Whenever the word poverty is mentioned, the first thing that comes to our minds is vulnerable women in the villages, hungry children and illiteracy in the rural areas.
No one has taken time to reflect on the vulnerable women living in the urban centers, these are women who are jobless, who were widowed after the 1994 Genocide against the Tutsis.
Urban poverty is different in nature from rural poverty; there is a concern that approaches to poverty reduction developed for rural areas and may not necessarily work in cities and towns.
Poverty in Africa is predominantly rural where by the people survive mainly on agriculture. What happens to the poor in the urban centers where less or no agriculture is practiced?
Women being the back bone of every society, there is no better way of strengthening and empowering them than through small and medium enterprises. (SMEs)
The Agaseke Promotion Project, a KCC initiative sets up an income generating activity that lifts up the economically challenged or poverty stricken women in the urban centers of Rwanda.
At an exclusive interview with The NewTimes, the Agaseke project Manager Dinah Musindarwezo said that 3800 women have been trained since the projects conception in 2006.
These are women from the three districts in Kigali; Gasabo, Nyarugenge and Kicukiro.
Agaseke is a traditional beautiful woven basket. It’s woven using sisal, grass and raffia. The women make earrings, bangles and necklaces using these materials as well.
The city of Kigali hired experts in weaving to train these women who later formed 16 cooperatives and then an umbrella cooperative called Ibanga and more artisans cooperatives are encouraged to join.
The city of Kigali in partnership with MINICOM , Former RIEPA now Rwanda Development Board (RDB) and Imbuto foundation initiated the project to help and promote vulnerable women of Kigali and provide a source of income to them.
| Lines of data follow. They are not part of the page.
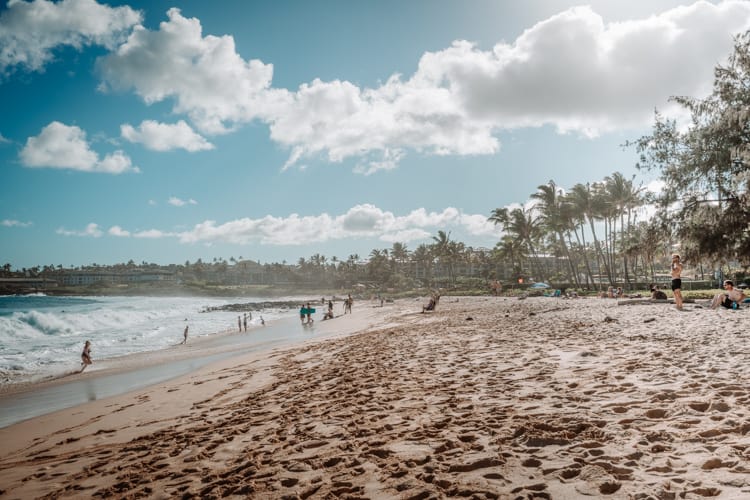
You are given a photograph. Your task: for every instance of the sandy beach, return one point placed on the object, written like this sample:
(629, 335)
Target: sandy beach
(483, 398)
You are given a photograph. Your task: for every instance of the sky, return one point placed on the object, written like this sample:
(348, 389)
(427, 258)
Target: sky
(175, 130)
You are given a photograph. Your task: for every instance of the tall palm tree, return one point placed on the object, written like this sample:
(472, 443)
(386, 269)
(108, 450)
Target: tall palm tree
(587, 207)
(423, 257)
(555, 218)
(521, 224)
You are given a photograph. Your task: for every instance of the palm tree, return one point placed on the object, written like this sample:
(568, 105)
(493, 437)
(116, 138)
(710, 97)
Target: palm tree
(587, 206)
(521, 224)
(423, 257)
(555, 218)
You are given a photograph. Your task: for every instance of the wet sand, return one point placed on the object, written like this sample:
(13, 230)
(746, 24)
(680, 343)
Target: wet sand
(483, 398)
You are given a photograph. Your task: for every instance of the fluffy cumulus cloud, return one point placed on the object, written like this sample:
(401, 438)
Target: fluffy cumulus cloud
(14, 223)
(361, 221)
(572, 71)
(205, 76)
(165, 137)
(91, 230)
(65, 146)
(30, 31)
(178, 202)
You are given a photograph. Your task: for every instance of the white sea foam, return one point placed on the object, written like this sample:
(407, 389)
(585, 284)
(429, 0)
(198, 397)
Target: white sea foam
(42, 336)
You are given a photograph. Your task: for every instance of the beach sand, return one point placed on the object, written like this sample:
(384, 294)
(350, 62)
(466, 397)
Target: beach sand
(484, 398)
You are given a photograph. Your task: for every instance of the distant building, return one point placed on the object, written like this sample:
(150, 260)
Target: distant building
(82, 278)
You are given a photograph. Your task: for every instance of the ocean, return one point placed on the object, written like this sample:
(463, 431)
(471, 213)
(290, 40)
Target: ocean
(43, 336)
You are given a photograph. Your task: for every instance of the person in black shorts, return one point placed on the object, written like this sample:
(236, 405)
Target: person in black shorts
(677, 281)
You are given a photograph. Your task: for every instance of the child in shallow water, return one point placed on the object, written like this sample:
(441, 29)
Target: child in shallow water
(86, 355)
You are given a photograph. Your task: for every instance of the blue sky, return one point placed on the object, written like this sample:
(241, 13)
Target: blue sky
(172, 131)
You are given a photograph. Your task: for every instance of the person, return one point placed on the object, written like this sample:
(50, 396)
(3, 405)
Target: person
(677, 281)
(86, 355)
(728, 299)
(657, 294)
(310, 310)
(430, 305)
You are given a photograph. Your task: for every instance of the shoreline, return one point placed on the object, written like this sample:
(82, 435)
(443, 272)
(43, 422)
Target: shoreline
(491, 397)
(120, 375)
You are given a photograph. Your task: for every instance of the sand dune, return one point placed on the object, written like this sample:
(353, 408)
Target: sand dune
(484, 398)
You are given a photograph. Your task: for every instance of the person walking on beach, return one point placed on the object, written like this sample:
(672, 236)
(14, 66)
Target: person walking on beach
(309, 313)
(86, 355)
(677, 281)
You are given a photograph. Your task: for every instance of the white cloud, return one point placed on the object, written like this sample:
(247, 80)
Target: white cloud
(165, 137)
(30, 31)
(209, 81)
(14, 223)
(152, 234)
(177, 202)
(118, 231)
(572, 71)
(63, 146)
(360, 221)
(91, 230)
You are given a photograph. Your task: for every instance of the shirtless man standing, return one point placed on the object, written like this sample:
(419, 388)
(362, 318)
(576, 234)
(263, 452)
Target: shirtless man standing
(677, 281)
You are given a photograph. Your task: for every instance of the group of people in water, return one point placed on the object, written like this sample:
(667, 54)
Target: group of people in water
(306, 310)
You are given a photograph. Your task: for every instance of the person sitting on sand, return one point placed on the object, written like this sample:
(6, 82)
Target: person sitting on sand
(434, 299)
(657, 294)
(86, 355)
(730, 298)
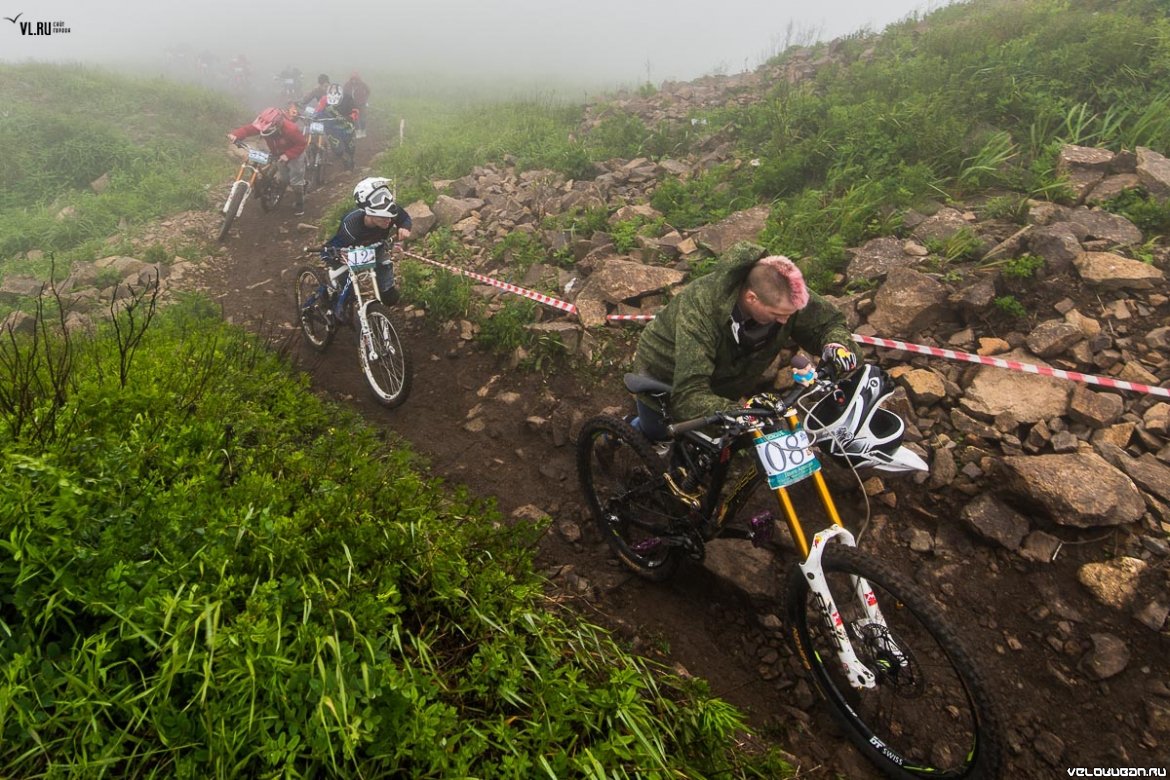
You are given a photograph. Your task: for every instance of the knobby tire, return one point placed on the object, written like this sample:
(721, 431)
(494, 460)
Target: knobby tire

“The Agaseke Promotion Project is in line with Rwanda’s Vision 2020 of poverty eradication Strategy and hopes to increase income for each woman in the project,” Musindarwezo said.
According to Dinah, The city of Kigali got funds from UNIFEM to construct three kiosks one outside the city, the other one in Kacyiru next to Novotel and one at Gorilla nest hotel, Kinigi.
“We have not only trained the women to weave but also with the help of Rwanda Cooperative Agency (RCA), they now all about cooperative management.” Musindarwezo emphasized.
“Together with OXFAM, The city has it in plan to have the APP women trained on women empowerment, gender sensitive issues, human rights and HIV/AIDS.” She stressed.
Veneranda Musabamana, is one of the many women who have benefited from this cooperative. “I am now proud to say that I earn my living through the project. I can now weave many baskets in a short period of time, and I wish Rwandans would support us by appreciating and buying the products.” Vernerada Said.
She lamented that most of their market is international and she wonders why others should appreciate Rwandan culture more than the Rwandans themselves.
She can now support her family with food, shelter, clothing and school fees.
Musindarwezo concluded that the city has signed a three year Memorandum of Understanding with a Japanese company who will be buying the Agaseke weaved products.
She however urged the citizens to be buying from the above mentioned kiosks in order to support and put food on these vulnerable women’s tables.
The city will continue to support women in improving and updating their skills to enable them meet the changing demands on the market.
Also in future, women members will also be trained in entrepreneurship and management of household incomes. There will be a constructed Agaseke house to display the entire project’s product.